Les relations de travail au Québec

Bilan de l’année 2018

Les relations de travail au Québec en 2018 se sont actualisées dans un contexte de reprise économique. D’une part, le Québec déclare des surplus budgétaires depuis quelques années, et d’autre part, les entreprises, sauf exception, ont généralement engrangé des profits convenables. Par conséquent, les travailleurs ont senti le moment propice pour en tirer avantage. Ce qui, de leur part, était raisonnable.

Les relations de travail du secteur public restèrent marquées par la généreuse élévation des salaires accordée aux médecins par l’État du Québec en 2015 à la suite de l’arrivée au pouvoir du Parti libéral. Cela a eu pour effet de gonfler implicitement les aspirations salariales des autres catégories de travailleurs du secteur public qui sont toujours vivaces même sous le gouvernement de la CAQ en place depuis quelques mois. C’est dans ce terreau que des conflits ouvriers ont surgi en 2018, du moins dans le secteur public.

Dans le domaine de la santé, les parties ont finalement réglé la question des règles d’affectation des salariés sur les vastes territoires des centres intégrés universitaires de santé et de services sociaux (CIUSSS). La taille des CIUSSS permettait de réaffecter par exemple un salarié de Trois-Rivières à La Tuque, ce qui ne convenait certes pas aux principes reconnus en matière d’adéquation travail-famille.

Des grèves symboliques ou tournantes des ambulanciers sont apparues un peu partout au Québec. Le désaccord incluait essentiellement deux volets : le premier était lié aux salaires. Le second concernait les horaires de faction qui obligent un ambulancier à se rendre à son ambulance, s’il est en service de garde, dans un délai très court (5 minutes).

Tout n’est pas réglé sur ces questions, mais les parties ont fait un cheminement convenable à ce jour.

Vient la négociation des ingénieurs de l’État du Québec qui aboutit à une heureuse conclusion après une longue négociation de plus de deux années.
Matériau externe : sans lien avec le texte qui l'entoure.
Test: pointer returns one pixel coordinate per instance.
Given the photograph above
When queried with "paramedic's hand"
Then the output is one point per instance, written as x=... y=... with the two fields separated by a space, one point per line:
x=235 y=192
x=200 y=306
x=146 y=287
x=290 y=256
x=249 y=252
Les ingénieurs faisaient valoir leur nombre insuffisant par rapport aux besoins d’ingénierie du Québec tout en montrant du doigt la nécessité de revaloriser à la fois leur rôle professionnel et leur rémunération. C’est à la suite d’un processus objectif de résolution de problèmes que la négociation avec les ingénieurs de l’État a trouvé un dénouement satisfaisant. 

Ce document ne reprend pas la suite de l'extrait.